Graham, who didn’t attend the hearing, was penalized for failing to report some $3.5 million she received from a private business deal done in Florida before moving here in 2005. The commission found that she violated city ethics laws 18 times.

Her partners in that deal, which included the Lennar Corp., paid Graham while she was CCDC’s president. But she never reported that income on her annual conflict-of-interest disclosures. Without any stated conflict, she went on to negotiate the terms of a downtown hotel proposed on land Lennar owned near Petco Park.

The issue went unnoticed until I asked her about it in spring 2008.
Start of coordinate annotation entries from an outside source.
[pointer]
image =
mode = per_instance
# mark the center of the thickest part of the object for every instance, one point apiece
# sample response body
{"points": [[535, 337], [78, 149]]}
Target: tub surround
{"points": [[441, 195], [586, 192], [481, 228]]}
She told me that the private deal was long in her past, that she hadn’t had any interest in the private deal for years. She said she’d sold her interests in N-K Ventures, the business she owned with her former husband.
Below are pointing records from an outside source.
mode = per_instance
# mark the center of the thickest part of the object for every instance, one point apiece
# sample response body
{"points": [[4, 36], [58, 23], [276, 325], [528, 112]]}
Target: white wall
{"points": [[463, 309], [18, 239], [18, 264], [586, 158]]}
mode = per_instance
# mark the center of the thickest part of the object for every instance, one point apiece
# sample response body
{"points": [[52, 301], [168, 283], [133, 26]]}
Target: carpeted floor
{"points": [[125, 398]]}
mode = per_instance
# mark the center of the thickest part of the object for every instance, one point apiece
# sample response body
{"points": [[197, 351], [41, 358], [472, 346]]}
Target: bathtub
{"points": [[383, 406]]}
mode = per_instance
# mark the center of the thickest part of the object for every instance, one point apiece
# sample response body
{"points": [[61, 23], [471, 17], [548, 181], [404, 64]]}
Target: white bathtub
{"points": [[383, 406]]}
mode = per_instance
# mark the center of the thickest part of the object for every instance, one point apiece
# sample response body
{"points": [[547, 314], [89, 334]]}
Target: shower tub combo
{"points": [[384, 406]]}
“I have no interest in N-K or anything they do,” Graham told me in 2008. “It is a bullshit argument by either sour grapes losers or other people.”

That claim proved false.

In fact, it was Graham’s own testimony — this time under oath, not to me — that unraveled her changing story. We found a sworn deposition she’d given in 2007. In it, Graham acknowledged receiving $125,000 from the Lennar deal while she was CCDC’s president.

At the same time she was negotiating a deal with Lennar, the company was paying her profits from the old business deal.

That drew the Ethics Commission’s attention, prompting an investigation that started in the summer of 2008 and ended Thursday night.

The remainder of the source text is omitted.